How to Spot Red Flags Lurking in Too-Good-to-Be-True Credit Card Offers

Posted in Credit Card Rates • February 2, 2013

Credit Card OffersThe federal funds rate, to which the prime rate is closely tied, is expected to remain close to zero percent for the foreseeable future. This low rate should keep credit card interest rates low and affordable, and will likely spur spending. In fact, credit card issuers are focusing on attracting new customers who are ready to swipe and spend. Incredible credit card offers are filling up mailboxes across the country, and those with excellent credit, average credit and even not-so-great credit seem almost guaranteed to get a piece of the credit card pie.
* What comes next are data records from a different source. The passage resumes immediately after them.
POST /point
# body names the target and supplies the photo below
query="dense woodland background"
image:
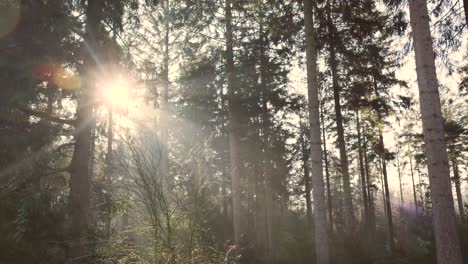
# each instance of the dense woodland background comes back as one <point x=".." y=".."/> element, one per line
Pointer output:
<point x="180" y="131"/>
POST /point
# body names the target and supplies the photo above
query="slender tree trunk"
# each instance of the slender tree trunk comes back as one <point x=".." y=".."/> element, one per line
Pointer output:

When carefully chosen and used, credit cards can help boost credit ratings and provide non-monetary rewards and cash back or allow cardholders to borrow for less with interest-free credit cards during specific promotional periods. To sift through the offers and choose the best credit card promotions, consumers must read the fine print in order to avoid ending up with cards that hurt their credit, cost them dearly in interest and leave them more heavily in debt than before.

Here are the biggest red flags to be aware of before applying for credit card offers.

#1. Low Introductory Annual Percentage Rates (APR)

The APR is the actual annual interest rate excluding other fees, such as ATM fees, cash advance fees or late payment fees. The APR can provide a quick, fairly effective way to compare the actual cost of various credit cards.

Unfortunately, many companies will lure users in with promises of extremely low APRs or zero-interest credit cards for a certain introductory period. The APR may then be higher than the rate upon signing up. Those who pay off their balances in full every month or who pay down any charges made during the promotional period may be able to benefit from this kind of card. Those who carry a balance from month to month, however, should pass credit card offers like this by; a card permanently low credit card rates or even average interest rate may be a better option for these cardholders.

#2. No Annual Fees

Many card issuers impose annual fees on top of the standard interest rate, which is why a card that promises no annual fees may seem very attractive. These kinds of credit card offers tend to come with limitations, however.

In order to enjoy freedom from annual fees, these cards must be used a certain amount throughout the year in order to qualify. In some cases, the fees may be imposed if the cardholder does not meet that spending limit or is late making his or her payments. Cardholders who use their cards and pay off their balances every month can benefit from this type of card, because they can avoid both interest rates and annual fees. Most others would do better researching other options.

#3. No-Name Credit Cards

Some who are not eligible for traditional credit cards might consider secured credit cards. Secured credit card promotions require that a certain amount of collateral be deposited before a cardholder is able to use the card. Several major card issuers and many credit unions offer secured credit cards.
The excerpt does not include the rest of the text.